Wrong time for brinkmanship politics

It’s not often that I would write a letter to the leaders of the opposition, nor to the prime minister of Canada, but after following the political wrangling of the past two weeks, I believe it is time.
It appears all four main parties are in agreement for increased wages for our soldiers, larger pensions for our elderly, more funding for universities, colleges, and their students, some tax relief for Canadians, and energy compensation for those most in need.
All four of you recognize the need for this legislation. So why play brinkmanship politics?
Why, Prime Minister, would you jeopardize this legislation to blame the three parties for a Christmas election. Is the blame game the way we should be running the country?

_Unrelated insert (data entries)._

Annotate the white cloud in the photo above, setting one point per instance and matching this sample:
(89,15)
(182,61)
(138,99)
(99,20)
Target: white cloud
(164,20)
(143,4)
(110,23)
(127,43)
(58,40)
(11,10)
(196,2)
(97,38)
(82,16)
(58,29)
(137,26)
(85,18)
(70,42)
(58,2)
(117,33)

Why, Mr. Layton, Mr. Harper, and Mr. Duceppe, would you not want this legislation to proceed and be made available to Canadians.
To the three opposition leaders, “did Mr. Gomery tell us anything new that we didn’t know last spring?” His first report, released earlier this month, placed some blame on the Liberal party, but have we learned anything new that would be grounds to go to the polls?
So why force a non-confidence vote when the prime minister already has promised the country he will call an election following the final report of Mr. Gomery, expected in early February.
All four of you have been elected to govern and share ideas. And any election should be fought over ideas. We should be hearing from all of you what you want Canada to become.
We should hear how your policies and platforms would shape Canada into the future.
We, as Canadians, want to hear and see leadership for our country. In fact, any one of you who can show true leadership and capture the imagination and minds of Canadians will be elected along with your party.
Instead, however, we will be faced with three parties accusing the Liberals of corruption with the promise that “We won’t be as corrupt as the present governing party.”
The governing Liberal party will accuse the other three of forcing an election when one already was going to be called—and not during the Christian holiday season inconveniencing Canadians.
It will not be a positive campaign providing hope. It will be a desperate campaign, with each of you heaping scorn on each other helping to convince Canadians that none of you should be allowed to govern.
Do any of you really wish to be known as being the leader of the governing party because you are seen as the least offensive leader?
Wouldn’t it be much better to be elected as the most dynamic, positive, and progressive, and head of the best party offering the greatest opportunities for our country to grow and develop?
To the four of you, it is your choice. And you don’t have a lot of time to change your mind!